Tim Peters tim.one@comcast.net
Sat, 31 May 2003 14:50:01 -0400


[Jeff Epler]
> Is there at least a guarantee that the hashing algorithm won't change
> in a bugfix release?

Guido said "yes" weakly, but the issue hasn't come up in recent times.  In
the past we've changed the hash functions for at least strings, tuples, and
floats, based on systematic weaknesses uncovered by real-life ordinary data.
OTOH, there's a requirement that, for objects of types that can be used as
dict keys, two objects that compare equal must deliver equal hash codes, so
people creating (mostly) number-like or (not sure if anyone does this)
string-like types have to duplicate the hash codes Python delivers for
builtin numbers and strings that compare equal to objects of their types.
For example, the author of a Rational class should arrange for

    hash(Rational(42, 1))

to deliver the same result as

    hash(42) == hash(42L) == hash(42.0) == hash(complex(42.0, 0.0))

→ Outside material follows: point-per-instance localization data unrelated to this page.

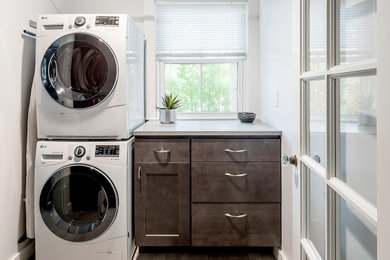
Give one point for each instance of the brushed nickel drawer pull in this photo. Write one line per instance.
(139, 174)
(236, 174)
(163, 151)
(236, 216)
(235, 151)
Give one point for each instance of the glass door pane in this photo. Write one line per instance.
(357, 134)
(356, 237)
(315, 213)
(356, 30)
(316, 142)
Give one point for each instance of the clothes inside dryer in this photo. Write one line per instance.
(78, 203)
(79, 70)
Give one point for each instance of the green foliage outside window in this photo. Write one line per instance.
(203, 87)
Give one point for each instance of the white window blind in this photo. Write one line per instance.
(196, 29)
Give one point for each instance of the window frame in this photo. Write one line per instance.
(202, 115)
(335, 186)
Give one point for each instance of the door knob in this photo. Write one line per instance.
(289, 160)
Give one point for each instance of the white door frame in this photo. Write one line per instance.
(383, 131)
(334, 185)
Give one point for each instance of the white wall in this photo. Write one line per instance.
(16, 73)
(276, 74)
(383, 94)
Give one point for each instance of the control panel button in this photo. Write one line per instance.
(79, 151)
(80, 21)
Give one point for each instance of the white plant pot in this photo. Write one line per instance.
(167, 116)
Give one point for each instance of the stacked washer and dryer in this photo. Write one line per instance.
(90, 97)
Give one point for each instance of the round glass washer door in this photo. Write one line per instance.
(78, 203)
(79, 70)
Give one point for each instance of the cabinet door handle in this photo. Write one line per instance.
(235, 151)
(163, 151)
(139, 173)
(236, 216)
(236, 174)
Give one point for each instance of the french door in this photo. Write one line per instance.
(338, 163)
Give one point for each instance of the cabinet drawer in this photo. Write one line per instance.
(207, 150)
(236, 182)
(162, 150)
(236, 224)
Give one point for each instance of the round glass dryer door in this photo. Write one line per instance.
(78, 203)
(79, 70)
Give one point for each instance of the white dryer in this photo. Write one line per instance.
(89, 76)
(83, 200)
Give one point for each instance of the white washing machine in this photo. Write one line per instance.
(89, 76)
(83, 200)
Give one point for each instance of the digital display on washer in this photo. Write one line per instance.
(107, 20)
(107, 151)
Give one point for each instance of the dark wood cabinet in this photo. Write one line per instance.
(236, 224)
(235, 182)
(162, 199)
(235, 188)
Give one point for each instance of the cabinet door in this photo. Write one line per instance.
(162, 204)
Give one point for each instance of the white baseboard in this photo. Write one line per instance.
(26, 252)
(279, 254)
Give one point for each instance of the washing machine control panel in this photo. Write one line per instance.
(107, 20)
(107, 151)
(79, 151)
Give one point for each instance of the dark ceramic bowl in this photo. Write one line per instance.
(246, 117)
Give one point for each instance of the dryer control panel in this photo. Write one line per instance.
(107, 20)
(107, 151)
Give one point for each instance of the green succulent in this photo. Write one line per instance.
(170, 102)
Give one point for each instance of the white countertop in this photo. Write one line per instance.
(206, 128)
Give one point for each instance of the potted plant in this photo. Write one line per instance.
(364, 106)
(168, 111)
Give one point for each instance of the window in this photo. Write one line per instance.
(200, 49)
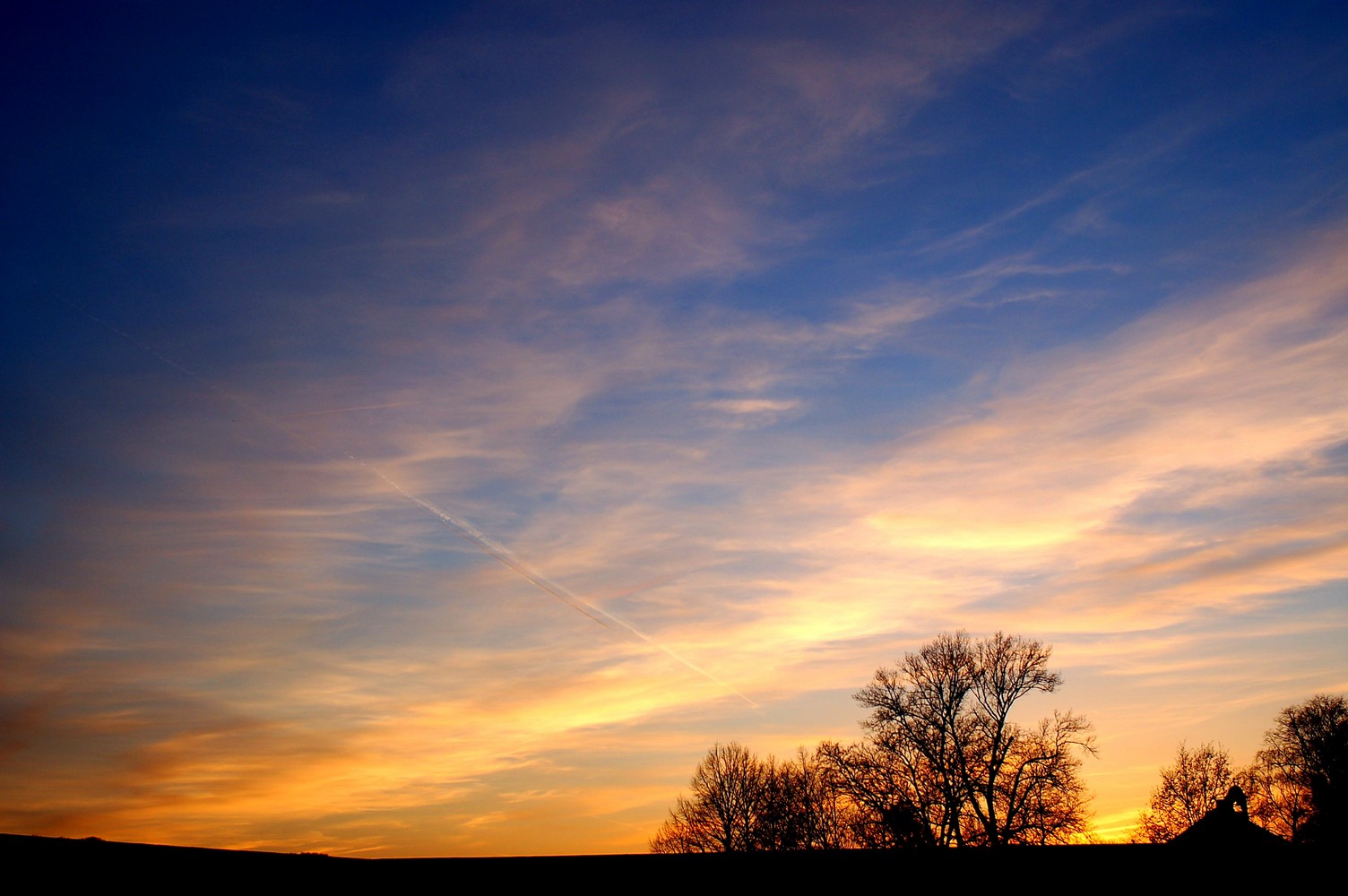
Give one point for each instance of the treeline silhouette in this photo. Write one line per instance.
(1296, 787)
(943, 764)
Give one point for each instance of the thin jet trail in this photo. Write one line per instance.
(457, 524)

Such code would break if we changed the int/long/float/complex hashes for
inputs that compare equal to integers.

Tedious exercise for the reader:  find a set of bad datetime objects in 2.3
("bad" in the sense of their hash codes colliding; on a box where hash()
returns a 32-bit int, there must be collisions, since datetime objects have
way more than 32 independent bits of state).